Het resultaat van het onderzoek baarde voor het eerst opzien in 2001, maar werd nog steeds als controversieel beschouwd. Naarmate er in de loop van de jaren een uitgebreidere genoomdatabank beschikbaar kwam, vergeleken Britse wetenschappers genen van soorten fruitvliegjes, primaten, verschillende rondwormen en mensen met de genetische samenstelling van de micro-organismen.

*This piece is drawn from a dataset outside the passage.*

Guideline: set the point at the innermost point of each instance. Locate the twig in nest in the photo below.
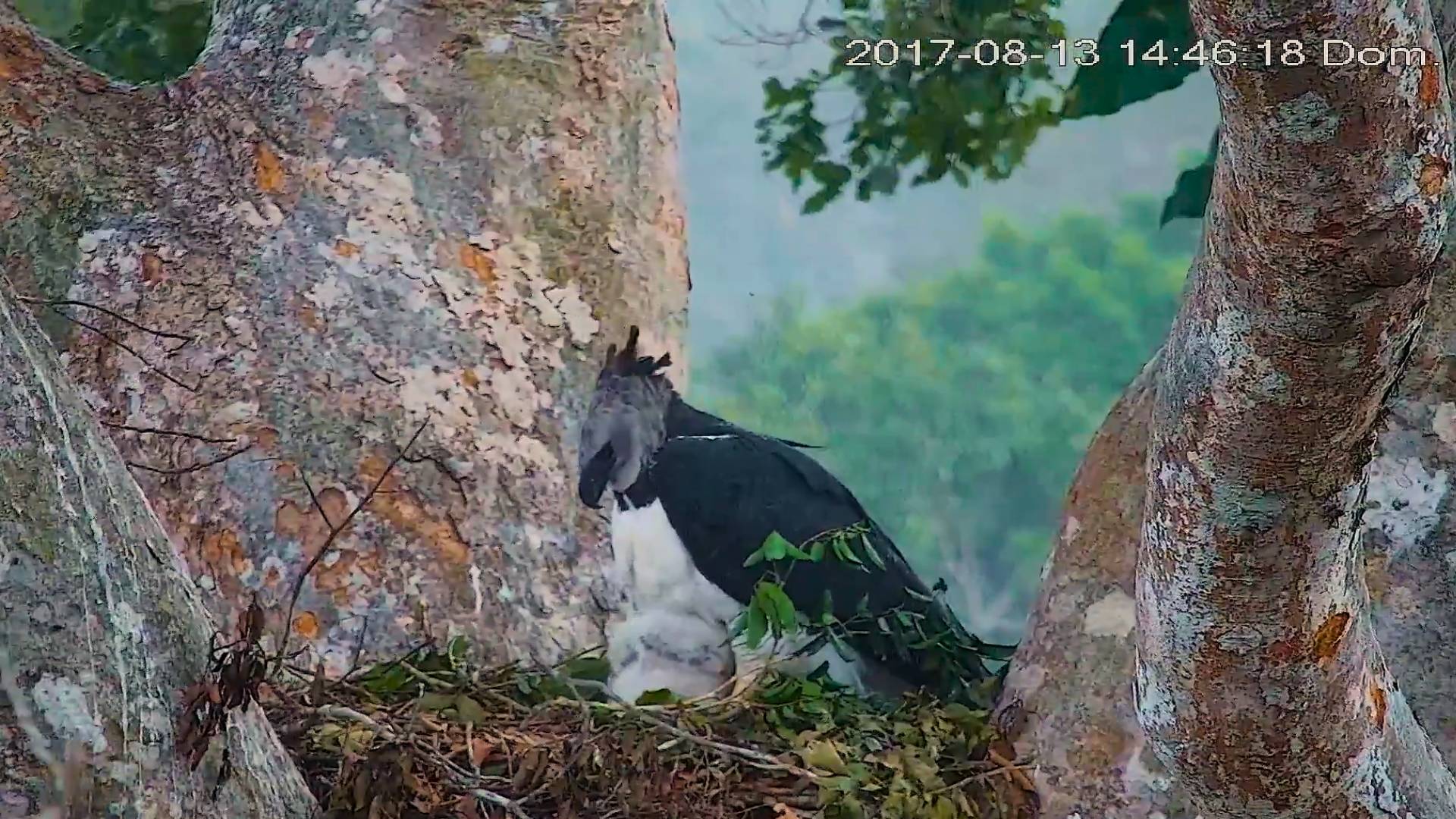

Het resultaat bij de mens was 145 genen, die oorspronkelijk afkomstig zijn uit de wereld van microben en ook belangrijke taken vervullen, ze zijn bijvoorbeeld betrokken bij de vetstofwisseling of bij verschillende immuunreacties.

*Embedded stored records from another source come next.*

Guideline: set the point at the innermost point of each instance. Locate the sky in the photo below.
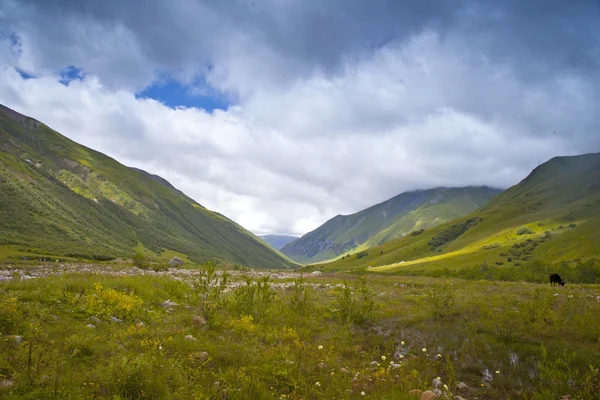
(281, 114)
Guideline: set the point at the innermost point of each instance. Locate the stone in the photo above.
(199, 320)
(201, 356)
(428, 395)
(462, 386)
(169, 304)
(175, 262)
(6, 383)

Een dergelijke horizontale genoverdracht vindt waarschijnlijk plaats in een tijd dat de verschillende soorten nog niet waren opgesplitst. Daarentegen bestaat genoverdracht in deze vorm tot op de dag van vandaag in rondwormen en fruitvliegen. Hoe dergelijke bacteriën in het menselijk genoom werden geïntroduceerd, is nog niet opgehelderd. Een mogelijke verklaring zijn virussen die als transportmiddel hadden kunnen dienen.
Over het algemeen kan genoverdracht een positief effect hebben op de gezondheid van organismen door ze immuun te maken voor externe kwetsbaarheden, maar het omgekeerde kan ook gebeuren, waarbij pathogenen, zoals in het geval van het HI-virus, worden doorgegeven aan een ander organisme.